A team of scientists from Harvard University and Emory University in the United States has created the first fully autonomous biohybrid fish powered by heart muscle cells (cardiomyocytes). The robot fish, inspired by the zebra fish, can swim for more than 100 days by recreating the muscle contractions of a heart.
This creation is part of their work to create an artificial heart to replace a malfunctioning heart in a child. In addition, it will serve to study cardiovascular physiology and cardiovascular diseases.

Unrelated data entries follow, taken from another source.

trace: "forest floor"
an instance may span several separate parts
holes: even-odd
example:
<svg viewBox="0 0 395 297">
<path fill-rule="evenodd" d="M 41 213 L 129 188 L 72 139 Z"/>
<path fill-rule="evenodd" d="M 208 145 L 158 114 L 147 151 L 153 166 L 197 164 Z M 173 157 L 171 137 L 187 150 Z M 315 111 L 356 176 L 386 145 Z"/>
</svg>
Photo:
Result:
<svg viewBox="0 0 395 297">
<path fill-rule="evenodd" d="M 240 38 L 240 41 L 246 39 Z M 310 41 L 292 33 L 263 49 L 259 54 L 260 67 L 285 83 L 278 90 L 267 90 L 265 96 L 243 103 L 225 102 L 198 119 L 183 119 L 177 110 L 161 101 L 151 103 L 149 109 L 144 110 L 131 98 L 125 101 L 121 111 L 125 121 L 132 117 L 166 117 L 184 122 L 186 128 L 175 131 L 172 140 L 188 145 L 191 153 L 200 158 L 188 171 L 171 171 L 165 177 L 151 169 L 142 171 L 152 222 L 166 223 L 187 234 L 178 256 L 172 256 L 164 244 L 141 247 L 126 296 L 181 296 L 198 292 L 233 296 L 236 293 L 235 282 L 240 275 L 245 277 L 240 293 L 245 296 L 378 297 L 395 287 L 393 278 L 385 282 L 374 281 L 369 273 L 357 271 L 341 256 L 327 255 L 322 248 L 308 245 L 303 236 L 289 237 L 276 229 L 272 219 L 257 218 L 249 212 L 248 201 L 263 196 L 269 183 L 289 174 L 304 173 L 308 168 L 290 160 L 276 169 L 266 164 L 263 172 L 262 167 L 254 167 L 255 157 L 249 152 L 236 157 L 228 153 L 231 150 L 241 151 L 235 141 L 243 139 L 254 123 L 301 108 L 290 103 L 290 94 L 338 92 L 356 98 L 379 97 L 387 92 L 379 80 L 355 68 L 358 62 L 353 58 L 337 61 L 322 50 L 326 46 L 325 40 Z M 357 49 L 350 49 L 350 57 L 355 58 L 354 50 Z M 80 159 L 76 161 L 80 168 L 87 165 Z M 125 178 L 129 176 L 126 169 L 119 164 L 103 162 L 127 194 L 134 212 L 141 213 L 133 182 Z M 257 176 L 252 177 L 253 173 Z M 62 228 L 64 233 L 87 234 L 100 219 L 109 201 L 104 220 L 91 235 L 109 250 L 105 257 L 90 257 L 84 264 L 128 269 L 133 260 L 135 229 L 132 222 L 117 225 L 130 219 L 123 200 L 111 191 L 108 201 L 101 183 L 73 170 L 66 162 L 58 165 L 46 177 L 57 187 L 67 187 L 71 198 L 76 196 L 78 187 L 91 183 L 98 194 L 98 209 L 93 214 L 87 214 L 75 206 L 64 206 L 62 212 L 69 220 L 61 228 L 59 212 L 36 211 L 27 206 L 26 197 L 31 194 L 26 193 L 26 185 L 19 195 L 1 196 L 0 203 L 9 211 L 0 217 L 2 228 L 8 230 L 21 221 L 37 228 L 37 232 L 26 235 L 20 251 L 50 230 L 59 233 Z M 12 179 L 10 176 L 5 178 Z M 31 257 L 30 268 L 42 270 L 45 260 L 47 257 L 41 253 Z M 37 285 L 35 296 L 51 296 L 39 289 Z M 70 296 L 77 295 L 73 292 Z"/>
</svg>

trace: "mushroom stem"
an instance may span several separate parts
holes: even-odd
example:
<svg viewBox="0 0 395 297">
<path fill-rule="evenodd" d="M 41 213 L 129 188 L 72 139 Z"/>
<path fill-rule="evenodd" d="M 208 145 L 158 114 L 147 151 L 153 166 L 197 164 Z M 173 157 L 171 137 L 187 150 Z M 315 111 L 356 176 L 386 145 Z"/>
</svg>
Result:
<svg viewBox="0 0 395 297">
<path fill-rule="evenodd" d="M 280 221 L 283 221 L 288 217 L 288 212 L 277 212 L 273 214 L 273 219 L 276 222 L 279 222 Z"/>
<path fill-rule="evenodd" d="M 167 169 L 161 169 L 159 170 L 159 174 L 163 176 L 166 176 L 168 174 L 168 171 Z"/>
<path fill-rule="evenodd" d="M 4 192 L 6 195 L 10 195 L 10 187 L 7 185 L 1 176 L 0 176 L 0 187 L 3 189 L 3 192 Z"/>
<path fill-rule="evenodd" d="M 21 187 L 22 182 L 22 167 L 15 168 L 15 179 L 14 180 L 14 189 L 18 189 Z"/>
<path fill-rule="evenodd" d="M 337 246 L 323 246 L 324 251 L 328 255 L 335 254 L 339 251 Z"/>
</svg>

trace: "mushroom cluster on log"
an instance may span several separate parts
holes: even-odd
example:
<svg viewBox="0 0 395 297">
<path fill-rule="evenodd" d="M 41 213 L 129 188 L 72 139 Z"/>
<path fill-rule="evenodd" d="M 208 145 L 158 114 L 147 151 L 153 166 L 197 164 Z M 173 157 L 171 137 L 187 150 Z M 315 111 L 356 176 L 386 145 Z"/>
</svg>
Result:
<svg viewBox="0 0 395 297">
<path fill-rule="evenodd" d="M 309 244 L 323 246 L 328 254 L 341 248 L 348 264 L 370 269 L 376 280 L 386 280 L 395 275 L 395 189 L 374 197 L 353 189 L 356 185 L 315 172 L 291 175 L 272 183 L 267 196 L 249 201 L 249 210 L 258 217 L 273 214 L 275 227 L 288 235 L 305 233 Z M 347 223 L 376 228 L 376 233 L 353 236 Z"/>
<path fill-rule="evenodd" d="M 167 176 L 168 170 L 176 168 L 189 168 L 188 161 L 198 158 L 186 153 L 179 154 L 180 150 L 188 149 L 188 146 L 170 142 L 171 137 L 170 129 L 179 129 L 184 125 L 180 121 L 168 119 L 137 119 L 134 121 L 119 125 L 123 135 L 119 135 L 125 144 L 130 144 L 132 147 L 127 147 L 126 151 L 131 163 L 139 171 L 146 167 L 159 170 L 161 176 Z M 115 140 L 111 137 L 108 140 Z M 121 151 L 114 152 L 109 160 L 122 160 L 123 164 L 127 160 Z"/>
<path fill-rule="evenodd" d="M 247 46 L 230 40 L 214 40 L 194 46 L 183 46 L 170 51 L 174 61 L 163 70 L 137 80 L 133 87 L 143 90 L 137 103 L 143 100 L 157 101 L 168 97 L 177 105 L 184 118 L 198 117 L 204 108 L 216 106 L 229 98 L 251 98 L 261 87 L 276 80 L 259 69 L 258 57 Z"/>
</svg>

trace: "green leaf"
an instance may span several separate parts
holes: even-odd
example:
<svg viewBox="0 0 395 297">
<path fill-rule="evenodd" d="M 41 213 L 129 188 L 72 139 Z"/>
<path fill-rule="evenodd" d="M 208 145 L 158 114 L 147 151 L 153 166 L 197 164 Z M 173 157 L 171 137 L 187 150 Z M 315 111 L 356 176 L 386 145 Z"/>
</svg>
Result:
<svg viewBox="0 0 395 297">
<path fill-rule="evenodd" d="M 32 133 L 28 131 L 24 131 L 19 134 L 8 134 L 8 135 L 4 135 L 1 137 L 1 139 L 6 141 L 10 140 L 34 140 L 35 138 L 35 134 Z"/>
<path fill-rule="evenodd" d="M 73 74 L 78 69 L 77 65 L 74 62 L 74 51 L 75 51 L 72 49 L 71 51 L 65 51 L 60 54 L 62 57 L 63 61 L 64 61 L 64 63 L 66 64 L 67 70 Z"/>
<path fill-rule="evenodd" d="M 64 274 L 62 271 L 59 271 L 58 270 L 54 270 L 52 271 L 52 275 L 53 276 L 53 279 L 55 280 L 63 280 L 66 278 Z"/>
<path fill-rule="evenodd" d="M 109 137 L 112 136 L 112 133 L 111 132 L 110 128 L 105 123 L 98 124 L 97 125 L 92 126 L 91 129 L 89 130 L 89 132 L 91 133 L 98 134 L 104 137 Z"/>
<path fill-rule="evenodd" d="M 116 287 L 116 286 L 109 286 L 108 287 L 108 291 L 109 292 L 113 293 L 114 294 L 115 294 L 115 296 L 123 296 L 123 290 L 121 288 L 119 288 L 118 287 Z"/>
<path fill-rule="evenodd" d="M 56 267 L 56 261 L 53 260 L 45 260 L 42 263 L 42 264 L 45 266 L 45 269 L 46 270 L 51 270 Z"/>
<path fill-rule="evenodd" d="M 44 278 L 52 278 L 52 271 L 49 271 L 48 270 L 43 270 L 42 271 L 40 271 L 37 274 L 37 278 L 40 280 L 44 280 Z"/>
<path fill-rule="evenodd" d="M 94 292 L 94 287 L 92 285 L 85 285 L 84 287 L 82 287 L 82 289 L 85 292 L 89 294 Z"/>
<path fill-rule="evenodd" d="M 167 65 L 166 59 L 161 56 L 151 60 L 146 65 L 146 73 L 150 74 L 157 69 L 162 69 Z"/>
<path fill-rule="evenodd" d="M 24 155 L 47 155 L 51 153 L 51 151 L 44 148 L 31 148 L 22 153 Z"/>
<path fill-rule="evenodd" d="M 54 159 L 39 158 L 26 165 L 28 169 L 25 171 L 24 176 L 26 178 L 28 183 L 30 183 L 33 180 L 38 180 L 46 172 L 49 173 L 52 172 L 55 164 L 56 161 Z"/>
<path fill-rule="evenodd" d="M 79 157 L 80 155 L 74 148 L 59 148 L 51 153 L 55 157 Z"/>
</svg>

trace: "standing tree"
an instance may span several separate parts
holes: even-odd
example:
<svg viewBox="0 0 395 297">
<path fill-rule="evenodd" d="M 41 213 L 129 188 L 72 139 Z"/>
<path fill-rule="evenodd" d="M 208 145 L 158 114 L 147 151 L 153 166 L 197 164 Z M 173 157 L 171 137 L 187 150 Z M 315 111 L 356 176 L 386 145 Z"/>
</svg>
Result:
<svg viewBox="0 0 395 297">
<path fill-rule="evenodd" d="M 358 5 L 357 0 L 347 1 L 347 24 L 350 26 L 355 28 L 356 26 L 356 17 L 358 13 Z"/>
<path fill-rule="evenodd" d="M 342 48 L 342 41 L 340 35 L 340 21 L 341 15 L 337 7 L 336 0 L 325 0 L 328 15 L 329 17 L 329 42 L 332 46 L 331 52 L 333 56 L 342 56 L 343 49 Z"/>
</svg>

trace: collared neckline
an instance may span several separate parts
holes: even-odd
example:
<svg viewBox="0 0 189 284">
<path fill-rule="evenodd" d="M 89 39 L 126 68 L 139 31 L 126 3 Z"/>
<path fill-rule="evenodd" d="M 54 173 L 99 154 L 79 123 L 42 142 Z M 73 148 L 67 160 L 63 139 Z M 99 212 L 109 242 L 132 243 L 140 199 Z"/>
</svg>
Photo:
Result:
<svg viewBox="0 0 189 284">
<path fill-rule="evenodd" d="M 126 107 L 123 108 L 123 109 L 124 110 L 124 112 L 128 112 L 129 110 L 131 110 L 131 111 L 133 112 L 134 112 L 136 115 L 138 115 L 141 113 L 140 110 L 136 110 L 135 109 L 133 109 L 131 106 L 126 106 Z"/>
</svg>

"Most of the work in building heart tissues or hearts, including some work we've done, is focused on replicate the anatomical characteristics or replicating the simple beating of the heart in engineered fabrics. However, here we are drawing inspiration from the design of the biophysics of the heart, which is more difficult to do," Kit Parker, author of study. "Now, instead of using images of the heart as a model, we are identifying the main biophysical principles that make the heart work, using them as design criteria, and replicating them in a system, a living, swimming fish, in which it is much easier to see if we are successful."

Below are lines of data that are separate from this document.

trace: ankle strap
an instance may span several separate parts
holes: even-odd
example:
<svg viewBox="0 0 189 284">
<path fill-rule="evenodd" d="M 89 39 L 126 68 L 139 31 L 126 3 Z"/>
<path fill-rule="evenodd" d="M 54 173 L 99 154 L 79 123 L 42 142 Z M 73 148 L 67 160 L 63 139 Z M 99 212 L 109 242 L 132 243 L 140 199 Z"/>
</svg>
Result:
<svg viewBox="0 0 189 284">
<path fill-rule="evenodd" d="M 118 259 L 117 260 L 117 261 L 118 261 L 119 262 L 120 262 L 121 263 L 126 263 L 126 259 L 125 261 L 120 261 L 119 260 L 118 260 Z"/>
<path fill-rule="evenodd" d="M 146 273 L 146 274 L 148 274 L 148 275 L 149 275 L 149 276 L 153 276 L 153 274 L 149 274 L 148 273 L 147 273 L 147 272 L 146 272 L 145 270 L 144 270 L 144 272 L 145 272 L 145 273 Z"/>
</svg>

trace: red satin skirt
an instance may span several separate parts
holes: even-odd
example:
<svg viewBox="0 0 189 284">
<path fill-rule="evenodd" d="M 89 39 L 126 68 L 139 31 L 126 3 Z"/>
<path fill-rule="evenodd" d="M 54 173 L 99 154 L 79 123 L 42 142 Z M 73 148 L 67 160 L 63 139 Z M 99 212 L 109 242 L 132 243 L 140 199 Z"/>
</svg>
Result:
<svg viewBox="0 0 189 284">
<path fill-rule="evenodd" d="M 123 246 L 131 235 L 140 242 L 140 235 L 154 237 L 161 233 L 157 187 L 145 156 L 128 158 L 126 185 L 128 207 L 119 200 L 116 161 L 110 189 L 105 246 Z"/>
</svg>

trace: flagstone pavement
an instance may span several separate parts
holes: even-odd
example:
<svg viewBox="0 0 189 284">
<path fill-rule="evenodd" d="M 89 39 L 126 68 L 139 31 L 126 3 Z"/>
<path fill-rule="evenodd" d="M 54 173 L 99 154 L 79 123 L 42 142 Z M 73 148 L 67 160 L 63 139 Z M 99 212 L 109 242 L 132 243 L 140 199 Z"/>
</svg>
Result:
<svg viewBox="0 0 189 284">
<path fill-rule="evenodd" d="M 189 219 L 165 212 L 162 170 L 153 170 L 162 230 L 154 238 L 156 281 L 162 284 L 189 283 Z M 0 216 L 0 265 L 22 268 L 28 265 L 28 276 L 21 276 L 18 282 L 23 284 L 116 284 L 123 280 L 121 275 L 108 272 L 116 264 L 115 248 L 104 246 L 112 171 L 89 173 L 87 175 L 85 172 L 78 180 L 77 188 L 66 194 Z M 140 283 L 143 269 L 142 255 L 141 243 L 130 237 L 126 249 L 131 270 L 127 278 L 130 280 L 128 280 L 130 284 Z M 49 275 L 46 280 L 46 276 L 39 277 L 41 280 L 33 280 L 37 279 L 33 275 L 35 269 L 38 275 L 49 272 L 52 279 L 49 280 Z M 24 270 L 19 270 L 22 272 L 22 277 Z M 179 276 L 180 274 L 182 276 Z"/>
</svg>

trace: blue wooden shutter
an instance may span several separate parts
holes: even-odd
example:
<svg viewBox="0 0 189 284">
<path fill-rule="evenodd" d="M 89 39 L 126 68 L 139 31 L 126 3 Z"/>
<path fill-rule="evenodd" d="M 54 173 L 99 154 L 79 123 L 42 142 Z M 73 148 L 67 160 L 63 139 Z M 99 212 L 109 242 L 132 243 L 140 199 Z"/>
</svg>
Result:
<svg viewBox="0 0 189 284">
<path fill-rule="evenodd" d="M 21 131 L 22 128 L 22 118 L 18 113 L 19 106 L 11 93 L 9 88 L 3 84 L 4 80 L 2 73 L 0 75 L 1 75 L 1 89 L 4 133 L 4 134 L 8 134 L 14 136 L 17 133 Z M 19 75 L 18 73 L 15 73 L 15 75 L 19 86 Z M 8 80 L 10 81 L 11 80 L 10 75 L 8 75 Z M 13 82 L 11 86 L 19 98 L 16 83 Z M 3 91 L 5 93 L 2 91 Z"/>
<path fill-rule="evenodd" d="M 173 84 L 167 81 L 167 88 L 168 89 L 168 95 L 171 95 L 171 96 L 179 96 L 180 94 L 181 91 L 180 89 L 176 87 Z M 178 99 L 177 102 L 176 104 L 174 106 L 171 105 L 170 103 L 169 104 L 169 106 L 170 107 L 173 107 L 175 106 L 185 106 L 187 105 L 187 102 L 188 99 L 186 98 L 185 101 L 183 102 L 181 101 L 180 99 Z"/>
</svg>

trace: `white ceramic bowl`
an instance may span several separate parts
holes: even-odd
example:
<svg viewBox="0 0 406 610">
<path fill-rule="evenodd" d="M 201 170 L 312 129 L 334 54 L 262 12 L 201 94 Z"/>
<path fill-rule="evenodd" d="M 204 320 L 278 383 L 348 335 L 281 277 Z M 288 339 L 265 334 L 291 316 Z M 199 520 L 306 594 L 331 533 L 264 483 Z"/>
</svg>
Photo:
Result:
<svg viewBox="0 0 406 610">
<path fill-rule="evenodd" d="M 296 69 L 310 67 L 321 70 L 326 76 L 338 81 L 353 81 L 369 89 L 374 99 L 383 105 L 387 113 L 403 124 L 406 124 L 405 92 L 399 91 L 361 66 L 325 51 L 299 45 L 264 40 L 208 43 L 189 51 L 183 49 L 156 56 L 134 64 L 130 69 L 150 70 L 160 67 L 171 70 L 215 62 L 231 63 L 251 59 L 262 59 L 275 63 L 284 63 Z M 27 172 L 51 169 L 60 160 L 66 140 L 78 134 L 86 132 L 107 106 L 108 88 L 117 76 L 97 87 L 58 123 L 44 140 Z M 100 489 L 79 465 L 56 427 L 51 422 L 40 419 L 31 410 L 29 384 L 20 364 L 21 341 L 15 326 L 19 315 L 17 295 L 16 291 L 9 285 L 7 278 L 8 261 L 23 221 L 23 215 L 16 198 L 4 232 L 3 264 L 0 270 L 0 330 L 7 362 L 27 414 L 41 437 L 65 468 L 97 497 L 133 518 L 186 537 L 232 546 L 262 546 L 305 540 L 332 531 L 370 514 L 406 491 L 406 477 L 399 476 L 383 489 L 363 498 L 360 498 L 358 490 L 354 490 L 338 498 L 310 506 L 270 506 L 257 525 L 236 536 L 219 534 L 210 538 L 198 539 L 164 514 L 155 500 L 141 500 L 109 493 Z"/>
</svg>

The new development, according to the Green Severs portal proceeds previous research by Parker's Disease Biophysics Group, who by using heart muscle cells from mice have already built a biohybrid pump identical to a jellyfish (2012) and one identical to a ray (2016).
"I could build a heart model with model paste, but that doesn't mean I can build a heart," Kit Parker points out. "Neither effort is going to recapitulate the physics of a system that beats more than a billion times during its lifetime while simultaneously reconstructing its cells in real time. That's the challenge. That's where we're going to work."